Conforme a família, Kelly começou a se sentir mal no último dia 24, um dia depois de ir ao restaurante japonês. Já no dia 26, a jovem precisou ser internada. “Ela começou com sensação de desmaio e foi perdendo muita força. Ela foi carregada para o hospital porque não conseguiu ir com as próprias pernas”, disse ao G1 a mãe da jovem, Maria da Conceição.

Segundo a assessoria de imprensa da prefeitura da cidade, o local onde Kelly jantou com a prima passou por uma fiscalização. Ainda de acordo com a família de Kelly, o estado de saúde dela é grave, mas ela reage bem ao tratamento.

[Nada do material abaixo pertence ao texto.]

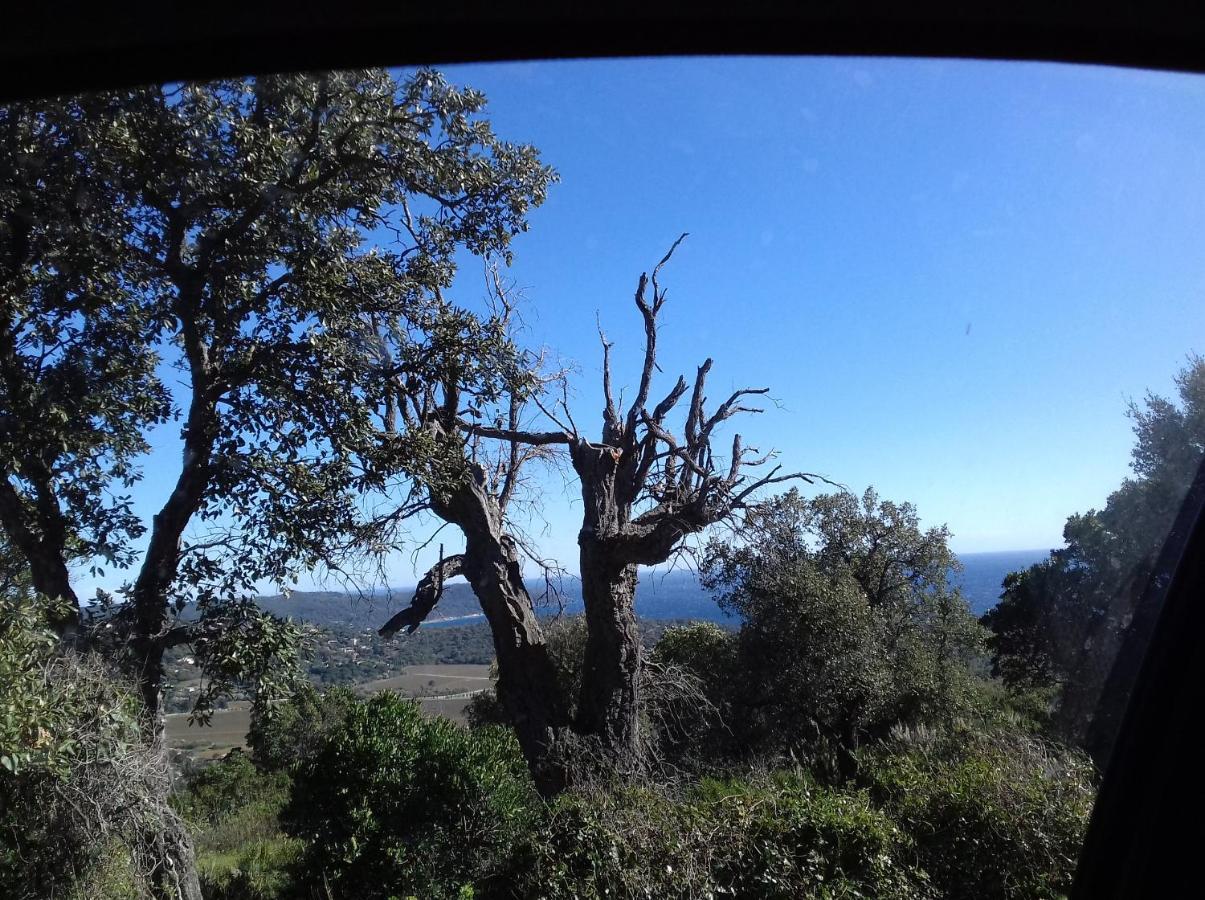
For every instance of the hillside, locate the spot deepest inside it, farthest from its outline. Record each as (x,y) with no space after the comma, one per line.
(659,595)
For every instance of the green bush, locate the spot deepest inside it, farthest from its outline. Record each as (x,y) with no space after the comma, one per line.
(80,786)
(283,734)
(768,837)
(993,816)
(394,803)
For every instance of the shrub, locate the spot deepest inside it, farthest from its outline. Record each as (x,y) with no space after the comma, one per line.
(82,793)
(394,803)
(993,816)
(284,734)
(773,837)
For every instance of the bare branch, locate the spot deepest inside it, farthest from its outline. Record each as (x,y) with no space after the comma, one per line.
(427,595)
(611,429)
(538,439)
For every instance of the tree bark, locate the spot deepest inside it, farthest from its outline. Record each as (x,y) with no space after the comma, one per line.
(609,706)
(175,876)
(527,681)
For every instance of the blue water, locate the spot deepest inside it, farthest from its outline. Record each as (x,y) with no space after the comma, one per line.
(982,574)
(679,595)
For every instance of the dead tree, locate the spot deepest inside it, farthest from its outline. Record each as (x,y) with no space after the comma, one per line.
(468,369)
(645,489)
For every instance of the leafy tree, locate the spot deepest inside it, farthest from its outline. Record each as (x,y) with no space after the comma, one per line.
(246,213)
(235,231)
(997,815)
(81,788)
(850,623)
(1062,622)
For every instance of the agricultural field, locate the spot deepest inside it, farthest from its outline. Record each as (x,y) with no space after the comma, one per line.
(428,683)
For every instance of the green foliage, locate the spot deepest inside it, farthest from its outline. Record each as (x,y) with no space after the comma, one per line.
(80,786)
(283,735)
(850,622)
(234,810)
(1059,623)
(394,803)
(762,837)
(993,816)
(233,230)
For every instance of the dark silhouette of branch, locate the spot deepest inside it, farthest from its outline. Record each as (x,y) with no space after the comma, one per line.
(427,595)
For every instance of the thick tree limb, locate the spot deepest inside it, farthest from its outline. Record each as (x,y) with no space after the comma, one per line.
(427,595)
(538,439)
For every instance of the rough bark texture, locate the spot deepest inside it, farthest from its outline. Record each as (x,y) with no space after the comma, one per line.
(175,876)
(527,682)
(644,490)
(609,705)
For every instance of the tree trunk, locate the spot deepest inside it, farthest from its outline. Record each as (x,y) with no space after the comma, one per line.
(175,875)
(527,681)
(609,706)
(609,703)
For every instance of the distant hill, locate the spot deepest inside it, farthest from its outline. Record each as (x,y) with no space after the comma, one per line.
(659,595)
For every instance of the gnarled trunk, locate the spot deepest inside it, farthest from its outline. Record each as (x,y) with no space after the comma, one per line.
(527,681)
(175,875)
(609,705)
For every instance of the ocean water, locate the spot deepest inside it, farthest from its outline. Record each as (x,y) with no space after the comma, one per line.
(679,595)
(982,574)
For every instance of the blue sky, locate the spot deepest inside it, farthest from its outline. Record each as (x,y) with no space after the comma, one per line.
(952,275)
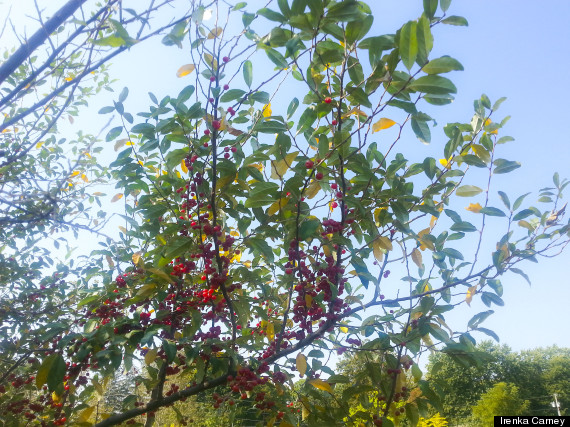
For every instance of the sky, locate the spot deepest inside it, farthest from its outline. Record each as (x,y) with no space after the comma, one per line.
(518,49)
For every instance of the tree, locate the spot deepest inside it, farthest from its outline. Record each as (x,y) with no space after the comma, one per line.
(501,399)
(256,235)
(537,374)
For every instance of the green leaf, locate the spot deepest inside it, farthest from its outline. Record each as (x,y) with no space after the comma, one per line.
(433,84)
(430,6)
(422,131)
(114,133)
(260,247)
(247,72)
(232,94)
(112,41)
(468,191)
(308,228)
(464,227)
(488,298)
(425,40)
(56,372)
(408,44)
(124,94)
(444,64)
(479,318)
(521,273)
(272,15)
(505,166)
(356,30)
(271,126)
(519,200)
(506,200)
(489,333)
(498,103)
(492,211)
(522,214)
(277,58)
(292,107)
(345,11)
(455,20)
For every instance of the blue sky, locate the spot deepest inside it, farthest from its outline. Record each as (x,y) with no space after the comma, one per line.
(517,49)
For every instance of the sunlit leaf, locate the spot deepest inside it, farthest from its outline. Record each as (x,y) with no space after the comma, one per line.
(321,385)
(117,197)
(301,364)
(382,124)
(185,70)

Nas redes sociais, a administração municipal informou que até o momento, o caso de Kelly é o único notificado na cidade. “A Vigilância em Saúde e a Vigilância Sanitária, estão acompanhando o surgimento de possíveis novos casos. Para tanto, foi emitido um comunicado oficial de alerta epidemiológico para as instituições hospitalares a respeito de sinais ou sintomas relacionados à doença”, informou a prefeitura.

Síndrome de Haff
A Síndrome de Haff, conhecida como doença da “urina preta”, é causada por uma toxina que pode ser encontrada em determinados peixes e crustáceos. A substância gera danos no sistema muscular e em órgãos como rins.

Ela se constitui em um tipo de rabdomiólise, nome dado para designar uma síndrome que gera a destruição de fibras musculares esqueléticas e libera elementos de dentro das fibras (como eletrólitos, mioglobinas e proteínas) no sangue.

O nome foi dado em razão da descoberta da doença em um lago chamado Frisches Haff, na região de Koningsberg em 1924. O território, à beira do Mar Báltico, pertencia à Alemanha, mas foi incorporado à Rússia posteriormente, constituindo um enclave entre a Polônia e a Lituânia.

A doença de Haff gera uma rigidez muscular. Além disso, frequentemente ocorre como consequência o aparecimento de uma urina escura em função da insuficiência renal, razão pela qual essa expressão é utilizada para se referir à enfermidade.

Em artigo sobre a doença, médicos do Hospital São Lucas Copacabana explicam que ainda não houve confirmação sobre a natureza da toxina constante nos peixes cuja ingestão provocou a doença. Em alguns livros, ela está associada ao envenenamento por arsênico.

Ao G1, a infectologista Mariana Tassara explicou que a toxina pode ser desenvolvida em peixes crus ou cozidos, já que ela é termoestável, ou seja, não é eliminada em altas temperaturas. “O acondicionamento desse peixe pode causar essa toxina que provoca a intoxicação alimentar. Por ser uma síndrome bem rara, não é preciso ter pânico”, explicou a médica.

Ainda conforme os especialistas, a toxina não tem nem gosto nem cheiro específicos, o que torna mais complexa a sua percepção. Ela também não é eliminada pelo processo de cocção do peixe.

Nos relatos registrados ao longo dos anos, pessoas acometidas da doença ingeriram diferentes tipos de peixe, como salmão, pacu-manteiga, pirapitinga, tambaqui, e de diversas famílias, como Cambaridae e Parastacidae.